Discussion in 'The Hokey Ass Message Board' started by thompsonwayne1, Jul 15, 2014.

  1. thompsonwayne1
    Joined: Nov 6, 2013
    Posts: 88

    thompsonwayne1
    Member

    283 in my roadster.
    last week I was talking about a three 2 barrel Rochester set up that wouldn't run with 3 "rebuilt" carbs I bought. Wouldn't even run on the center one alone
    I bought the Speedway motors kit for chevy with 3 new Stromburg clone carbs and new mainfold, linkage,etc.
    Put it all together tried the center carb only at first and the same old spittering and sputtering, just like the rochester.
    Replaced the points, cap, condenser, plugs, and rotor (they all looked fine) and it ran perfect. Took it out for a 5 mile ride, ran great.
    Today I replaced some rotten rubber gas lines under the car and installed a gas shut off by the fuel cell and a new gas filter.
    Started it up and same old spittering and sputtering is back, will hardly run
    The plug wire all check out at about 10 K resistance, bought a new ignition coil and ran direct 12 volts to it from battery. I've got a fuel pressure regulator and am putting about 2.5 pounds gas pressure to the carb
    I'm running out of parts to replace, this thing is driving me crazy. Any ideas? Because I'm out of ideas
    Thanks
     
  2. tfeverfred
    Joined: Nov 11, 2006
    Posts: 15,791

    tfeverfred
    Member Emeritus

    Built up junk in your carbs. Sometimes it takes a while, before the damage starts. I'd rebuild the carbs and see what's inside.
     
  3. BamaMav
    Joined: Jun 19, 2011
    Posts: 6,709

    BamaMav
    Member
    from Berry, AL

    Water in the gas
     
  4. VoodooTwin
    Joined: Jul 13, 2011
    Posts: 3,453

    VoodooTwin
    Member
    from Noo Yawk

    Gremlins. I'm beginning to think that it's ignition related. Since it ran well, then didnt....look for a loose wire in the ignition system. Start at the ignition switch and move forward.
     

  5. thompsonwayne1
    Joined: Nov 6, 2013
    Posts: 88

    thompsonwayne1
    Member

    Can't rebuild the carb. As I said, it's brand new from speedway. I have fuel filters, so gas is clean, I thought ignition that's why I got a new coil and ran a hot wire to the battery, bypassing all the ignition switch and all related wiring. Tomorrow I'm going to drain all gas and flush lines and add fresh gas.
     
  6. How old is the gas in there?
    -Pat
     
  7. mike bowling
    Joined: Jan 1, 2013
    Posts: 3,560

    mike bowling
    Member

    I was having similar problems with a motor a couple of years ago.
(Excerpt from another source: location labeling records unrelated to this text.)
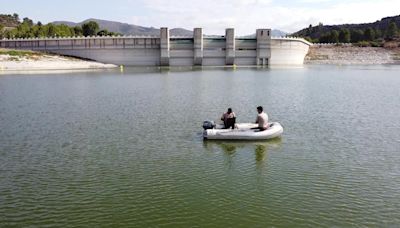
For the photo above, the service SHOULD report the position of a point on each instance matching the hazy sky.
(213, 15)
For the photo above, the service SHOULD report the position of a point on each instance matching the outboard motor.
(208, 124)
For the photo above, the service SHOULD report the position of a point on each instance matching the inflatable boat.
(242, 131)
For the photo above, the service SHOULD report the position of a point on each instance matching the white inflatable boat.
(242, 131)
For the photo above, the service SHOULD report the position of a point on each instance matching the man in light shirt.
(229, 119)
(262, 119)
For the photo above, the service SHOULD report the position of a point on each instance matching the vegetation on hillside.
(372, 34)
(28, 29)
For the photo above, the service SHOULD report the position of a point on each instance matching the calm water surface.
(105, 149)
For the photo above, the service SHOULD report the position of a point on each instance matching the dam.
(165, 50)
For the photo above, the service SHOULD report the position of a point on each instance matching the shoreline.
(351, 55)
(14, 61)
(17, 61)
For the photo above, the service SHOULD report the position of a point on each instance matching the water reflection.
(230, 148)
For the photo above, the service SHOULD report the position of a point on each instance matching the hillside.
(128, 29)
(315, 32)
(7, 20)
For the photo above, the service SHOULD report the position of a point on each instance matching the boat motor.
(208, 124)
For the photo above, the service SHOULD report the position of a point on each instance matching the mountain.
(128, 29)
(317, 31)
(8, 20)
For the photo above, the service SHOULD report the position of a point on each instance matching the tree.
(1, 32)
(90, 28)
(320, 26)
(334, 36)
(103, 32)
(51, 30)
(356, 35)
(344, 36)
(78, 30)
(310, 29)
(369, 34)
(27, 21)
(392, 30)
(16, 17)
(378, 33)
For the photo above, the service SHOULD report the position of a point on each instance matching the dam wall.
(164, 50)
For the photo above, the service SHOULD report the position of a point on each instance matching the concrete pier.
(230, 46)
(198, 46)
(164, 47)
(163, 50)
(263, 37)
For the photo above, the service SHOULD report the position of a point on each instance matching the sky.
(212, 15)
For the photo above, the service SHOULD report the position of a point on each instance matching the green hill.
(8, 20)
(384, 29)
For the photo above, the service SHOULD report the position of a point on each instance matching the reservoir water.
(102, 149)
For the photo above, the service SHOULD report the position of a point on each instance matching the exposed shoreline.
(21, 61)
(351, 55)
(27, 61)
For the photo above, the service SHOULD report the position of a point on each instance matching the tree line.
(28, 29)
(370, 35)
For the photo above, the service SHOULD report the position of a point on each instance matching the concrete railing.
(163, 49)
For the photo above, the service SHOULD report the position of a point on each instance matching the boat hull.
(244, 133)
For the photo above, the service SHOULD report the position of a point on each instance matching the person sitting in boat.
(229, 119)
(262, 119)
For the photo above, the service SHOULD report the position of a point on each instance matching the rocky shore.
(13, 60)
(351, 55)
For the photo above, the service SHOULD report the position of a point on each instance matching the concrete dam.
(164, 50)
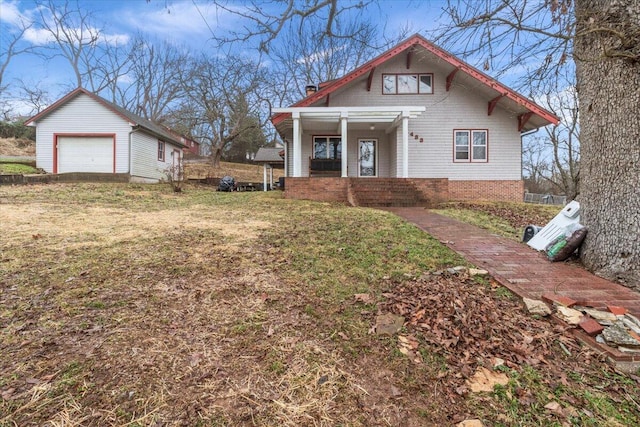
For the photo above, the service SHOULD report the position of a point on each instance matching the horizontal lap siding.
(82, 115)
(459, 108)
(144, 157)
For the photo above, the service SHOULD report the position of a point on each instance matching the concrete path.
(520, 268)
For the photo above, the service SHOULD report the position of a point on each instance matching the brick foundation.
(503, 191)
(428, 191)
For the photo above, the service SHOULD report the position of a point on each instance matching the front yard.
(132, 305)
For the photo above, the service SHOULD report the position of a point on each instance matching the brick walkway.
(520, 268)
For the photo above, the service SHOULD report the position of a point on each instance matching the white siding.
(81, 115)
(144, 157)
(460, 108)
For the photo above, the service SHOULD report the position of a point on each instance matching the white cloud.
(40, 37)
(181, 21)
(10, 14)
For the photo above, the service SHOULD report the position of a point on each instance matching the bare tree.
(603, 38)
(224, 100)
(156, 72)
(10, 46)
(554, 157)
(533, 39)
(266, 19)
(74, 35)
(303, 58)
(36, 97)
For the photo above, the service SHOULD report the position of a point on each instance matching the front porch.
(347, 131)
(399, 192)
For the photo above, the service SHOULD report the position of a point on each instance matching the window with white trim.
(403, 84)
(327, 147)
(161, 151)
(470, 145)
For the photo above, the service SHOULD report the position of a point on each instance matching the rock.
(485, 380)
(569, 315)
(631, 322)
(599, 315)
(497, 362)
(470, 423)
(477, 272)
(617, 335)
(388, 324)
(537, 307)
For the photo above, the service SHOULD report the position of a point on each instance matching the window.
(393, 84)
(327, 147)
(161, 151)
(470, 146)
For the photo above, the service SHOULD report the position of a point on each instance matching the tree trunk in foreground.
(608, 76)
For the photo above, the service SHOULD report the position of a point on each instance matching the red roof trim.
(440, 53)
(68, 97)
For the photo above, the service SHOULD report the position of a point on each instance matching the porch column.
(343, 135)
(297, 145)
(271, 176)
(264, 175)
(405, 144)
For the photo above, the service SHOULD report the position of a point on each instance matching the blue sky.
(188, 23)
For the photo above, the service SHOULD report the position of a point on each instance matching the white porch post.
(264, 176)
(405, 144)
(271, 177)
(343, 135)
(297, 145)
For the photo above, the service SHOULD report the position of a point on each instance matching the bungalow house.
(85, 133)
(415, 125)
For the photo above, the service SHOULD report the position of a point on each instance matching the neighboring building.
(83, 132)
(416, 125)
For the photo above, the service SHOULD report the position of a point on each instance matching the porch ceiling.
(328, 118)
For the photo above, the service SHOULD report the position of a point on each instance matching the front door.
(368, 157)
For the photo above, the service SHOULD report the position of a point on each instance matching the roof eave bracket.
(523, 119)
(450, 78)
(493, 103)
(370, 79)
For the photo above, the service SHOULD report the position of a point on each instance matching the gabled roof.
(496, 91)
(134, 119)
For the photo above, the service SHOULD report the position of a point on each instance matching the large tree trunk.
(608, 75)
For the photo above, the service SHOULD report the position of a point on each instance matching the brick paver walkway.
(520, 268)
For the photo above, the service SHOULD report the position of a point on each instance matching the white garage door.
(85, 154)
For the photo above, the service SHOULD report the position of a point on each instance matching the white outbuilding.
(85, 133)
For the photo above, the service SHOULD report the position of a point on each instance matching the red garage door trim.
(81, 135)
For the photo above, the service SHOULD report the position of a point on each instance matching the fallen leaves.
(486, 380)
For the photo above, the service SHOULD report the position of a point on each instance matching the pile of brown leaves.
(473, 324)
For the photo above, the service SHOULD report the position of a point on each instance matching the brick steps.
(381, 192)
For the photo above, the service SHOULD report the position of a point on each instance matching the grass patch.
(17, 169)
(130, 304)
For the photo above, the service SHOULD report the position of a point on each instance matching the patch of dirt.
(17, 147)
(239, 171)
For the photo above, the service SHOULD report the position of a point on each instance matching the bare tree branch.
(266, 19)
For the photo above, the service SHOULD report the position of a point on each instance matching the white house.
(414, 125)
(83, 132)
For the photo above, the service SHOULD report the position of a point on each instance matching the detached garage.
(85, 133)
(85, 154)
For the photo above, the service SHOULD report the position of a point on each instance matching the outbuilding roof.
(134, 119)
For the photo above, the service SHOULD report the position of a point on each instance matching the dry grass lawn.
(129, 305)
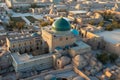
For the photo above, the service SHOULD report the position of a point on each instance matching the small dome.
(35, 34)
(75, 32)
(61, 25)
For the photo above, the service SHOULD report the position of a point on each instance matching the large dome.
(61, 25)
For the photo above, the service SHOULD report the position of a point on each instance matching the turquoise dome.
(61, 25)
(75, 32)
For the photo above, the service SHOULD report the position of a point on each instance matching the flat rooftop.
(111, 36)
(81, 45)
(78, 12)
(25, 58)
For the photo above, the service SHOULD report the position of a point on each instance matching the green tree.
(109, 27)
(113, 57)
(104, 58)
(33, 5)
(20, 25)
(101, 24)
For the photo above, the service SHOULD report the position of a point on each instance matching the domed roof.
(61, 25)
(75, 32)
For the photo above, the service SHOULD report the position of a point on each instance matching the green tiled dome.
(61, 25)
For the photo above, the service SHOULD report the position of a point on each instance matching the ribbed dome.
(61, 25)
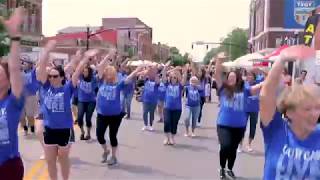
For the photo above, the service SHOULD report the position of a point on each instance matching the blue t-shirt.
(287, 157)
(252, 103)
(232, 111)
(86, 90)
(202, 88)
(129, 88)
(162, 92)
(56, 106)
(10, 112)
(173, 97)
(260, 78)
(150, 92)
(193, 96)
(108, 99)
(30, 87)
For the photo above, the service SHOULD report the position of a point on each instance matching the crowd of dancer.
(107, 85)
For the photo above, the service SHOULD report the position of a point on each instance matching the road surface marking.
(37, 166)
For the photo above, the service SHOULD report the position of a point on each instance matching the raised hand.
(14, 23)
(299, 52)
(167, 64)
(91, 53)
(50, 45)
(222, 56)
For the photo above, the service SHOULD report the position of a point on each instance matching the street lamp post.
(88, 37)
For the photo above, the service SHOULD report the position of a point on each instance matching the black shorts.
(59, 137)
(75, 101)
(39, 116)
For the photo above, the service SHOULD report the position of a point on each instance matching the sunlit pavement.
(142, 155)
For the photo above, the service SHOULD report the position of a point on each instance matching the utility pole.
(88, 37)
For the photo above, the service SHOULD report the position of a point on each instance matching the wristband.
(15, 38)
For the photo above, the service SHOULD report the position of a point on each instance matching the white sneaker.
(249, 148)
(144, 128)
(150, 128)
(42, 157)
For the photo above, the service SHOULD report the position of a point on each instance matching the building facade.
(134, 36)
(32, 26)
(160, 52)
(277, 22)
(71, 39)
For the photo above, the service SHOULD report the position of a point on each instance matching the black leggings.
(171, 120)
(202, 101)
(88, 109)
(102, 124)
(229, 139)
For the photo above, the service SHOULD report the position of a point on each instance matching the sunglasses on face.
(53, 76)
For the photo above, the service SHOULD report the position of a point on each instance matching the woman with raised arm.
(58, 121)
(150, 97)
(173, 104)
(32, 84)
(289, 123)
(252, 109)
(192, 105)
(109, 112)
(11, 102)
(86, 82)
(232, 118)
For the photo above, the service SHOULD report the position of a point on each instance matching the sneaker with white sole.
(42, 157)
(249, 148)
(230, 174)
(105, 157)
(150, 128)
(112, 161)
(144, 128)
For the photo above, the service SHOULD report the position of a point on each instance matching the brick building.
(126, 34)
(275, 22)
(132, 33)
(70, 39)
(32, 26)
(160, 52)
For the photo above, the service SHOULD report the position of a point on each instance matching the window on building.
(33, 19)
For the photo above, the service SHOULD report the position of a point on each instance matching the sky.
(174, 22)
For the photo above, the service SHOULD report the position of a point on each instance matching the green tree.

Everyone I asked suggested I replace this and that even though most of it was almost new.(But sometimes "new " parts are junk especially electrical stuff made south of the border).So I got a new wire set, plugs,points,coil, dist.cap etc. and probably spent around $200. bucks on suggested parts. I finally talked to a retired diagnostics guy and he said "stop spending money and bring it to my house". He still had his '60s Sun engine analyzer and hooked the car up to that. The dwell was off a little, the timing was off a little,the floats in the carbs weren't set right,and he tweaked the idle /mixture screws and found a vacuum line that was leaking.Took about 20 minutes, and ran like a bear. I'm no mechanic, so this was all pretty amazing to watch.Nothing was "that" off, but the combination of all the little things made for big problems. My suggestion would be the same as his; find someone with some diagnostic equipment and nail it down.This guys name is Bob Walton; he's in his seventies and still races at New England Dragway.He has a Fiberfab Jamaican( he's had forever) with a 351 and a 4 spd and is having a ball racing it ( he even took it to Florida with him last winter and raced it there.) Good luck with it. Mike from Mass.
     
  8. thompsonwayne1
    Joined: Nov 6, 2013
    Posts: 88

    thompsonwayne1
    Member

    OK, thanks, however this problem comes and goes. 1/4 of the tank was last years gas and I added 3/4 new gas and it ran for quite a while ( 10 miles ) after that before I started having problems. However tomorrow I'm still going to drain and flush the fuel system and put new gas in it.
     
  9. big duece
    Joined: Jul 28, 2008
    Posts: 6,830

    big duece
    Member
    from kansas

    Just because the carbs are new, does not mean they are clean. EMPI, and some other off shore company that makes weber IDA replica's are filthy with manufacturing debris. I would make sure the floats are set right, especially on mail order shipped carbs.
     
  10. saltflats
    Joined: Aug 14, 2007
    Posts: 12,592

    saltflats
    Member
    from Missouri

    Is your coil internally resisted if not 12 volts is too much voltage.
     
  11. cvstl
    Joined: Apr 15, 2009
    Posts: 1,499

    cvstl
    Member
    from StL MO
    1. H.A.M.B. Chapel

    I've got an inline filter on a relatively new tank with all good clean new lines and I buy gas from clean stations w/ up to date tanks and equip, but I still end up having to swap the gold filter in my center carb - 3x2 Rochester 2Gs - regularly. I don't really understand where the crud comes from, or what it is, because I never see anything, but it solves my spitting and sputtering problems.
     
  12. wirickpiao
    Joined: Jul 16, 2014
    Posts: 3

    wirickpiao

    I'm beginning to think that it's ignition related. [​IMG]
     
  13. partsdawg
    Joined: Feb 12, 2006
    Posts: 3,503

    partsdawg
    ALLIANCE MEMBER
    from Minnesota

    Check your grounds.A loose or poorly grounded wire can cause intermittent run issues
     
  14. orangeamcs
    Joined: Jun 23, 2007
    Posts: 609

    orangeamcs
    Member

    How is the battery and charging system?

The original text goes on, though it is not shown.